Non-SQL databases lingered in a few places. Embedded systems didn’t want the overhead of SQL, and standalone applications often had to use something simpler for their internal storage, at least until SQLite came on the scene. The UNIX databases of passwords, groups, and so on in /etc stayed the way they were, because that was a standard in its own right. And sometimes more specialised database interfaces were made for specific purposes, such as LDAP.
The development of the Web has created a growing desire to build scaleable, fault-tolerant, systems. When the Web was more read-only it was easy to maintain a pool of identical database servers with the same data manually replicated to them all, or to just put in bigger, better, SQL servers with redundant hardware.
As time passed, web sites migrated towards more interactive models, creating new pressure for databases to handle real-time updates. While some form of replication is the only way of achieving fault-tolerant data storage, replication of SQL without a bottleneck somewhere is hard. And here’s why.

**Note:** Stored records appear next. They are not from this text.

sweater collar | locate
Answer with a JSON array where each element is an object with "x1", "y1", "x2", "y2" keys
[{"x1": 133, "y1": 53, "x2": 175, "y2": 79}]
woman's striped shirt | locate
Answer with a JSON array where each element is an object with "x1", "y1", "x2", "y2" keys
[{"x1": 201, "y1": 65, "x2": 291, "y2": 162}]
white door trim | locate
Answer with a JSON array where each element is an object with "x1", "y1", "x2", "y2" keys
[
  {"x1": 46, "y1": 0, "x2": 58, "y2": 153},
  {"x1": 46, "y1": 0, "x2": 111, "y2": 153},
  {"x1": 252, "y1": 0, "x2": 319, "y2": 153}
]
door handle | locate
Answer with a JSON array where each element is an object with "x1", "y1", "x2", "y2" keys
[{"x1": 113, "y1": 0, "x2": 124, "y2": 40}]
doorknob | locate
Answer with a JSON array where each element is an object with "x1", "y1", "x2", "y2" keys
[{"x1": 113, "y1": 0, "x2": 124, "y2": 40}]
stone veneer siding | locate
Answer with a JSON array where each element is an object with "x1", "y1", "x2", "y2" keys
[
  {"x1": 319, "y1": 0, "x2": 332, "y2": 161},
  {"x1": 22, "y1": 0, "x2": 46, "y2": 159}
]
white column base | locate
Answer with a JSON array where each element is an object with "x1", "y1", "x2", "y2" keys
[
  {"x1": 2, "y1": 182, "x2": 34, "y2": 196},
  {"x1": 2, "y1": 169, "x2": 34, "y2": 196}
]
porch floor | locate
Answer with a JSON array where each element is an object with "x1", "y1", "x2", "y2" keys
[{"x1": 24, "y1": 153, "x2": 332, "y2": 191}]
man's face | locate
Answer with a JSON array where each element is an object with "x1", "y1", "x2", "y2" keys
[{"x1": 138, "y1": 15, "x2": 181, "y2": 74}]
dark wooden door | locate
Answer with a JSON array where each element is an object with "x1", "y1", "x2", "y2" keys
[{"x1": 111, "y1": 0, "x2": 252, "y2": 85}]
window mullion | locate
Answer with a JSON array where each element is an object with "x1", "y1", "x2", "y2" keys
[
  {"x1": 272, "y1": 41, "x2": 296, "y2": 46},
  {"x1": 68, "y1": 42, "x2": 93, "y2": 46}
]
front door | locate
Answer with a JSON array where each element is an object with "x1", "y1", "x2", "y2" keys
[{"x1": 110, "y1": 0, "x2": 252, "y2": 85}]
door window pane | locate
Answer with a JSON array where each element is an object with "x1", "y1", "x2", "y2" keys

Imagine you issue two updates:
UPDATE table SET foo = foo + 1 WHERE pk = 1;
UPDATE table SET foo = foo * 2 WHERE pk = 1;
Clearly, it matters what order those queries are applied in. If foo starts off as 1, and you do them in the order shown, it’ll end up as 4; if you do them in the other order, it’ll end up as 3. So in a network of clients and servers, each server has to perform the updates in the same order if we’re to have any kind of consistency between our replicas. But to agree on a global order, you either need a central master server (that becomes a bottleneck), or a complex protocol that gets consensus between all the servers (which becomes a bottleneck). So however you do it, there’s bottlenecks, which harm scalability and availability.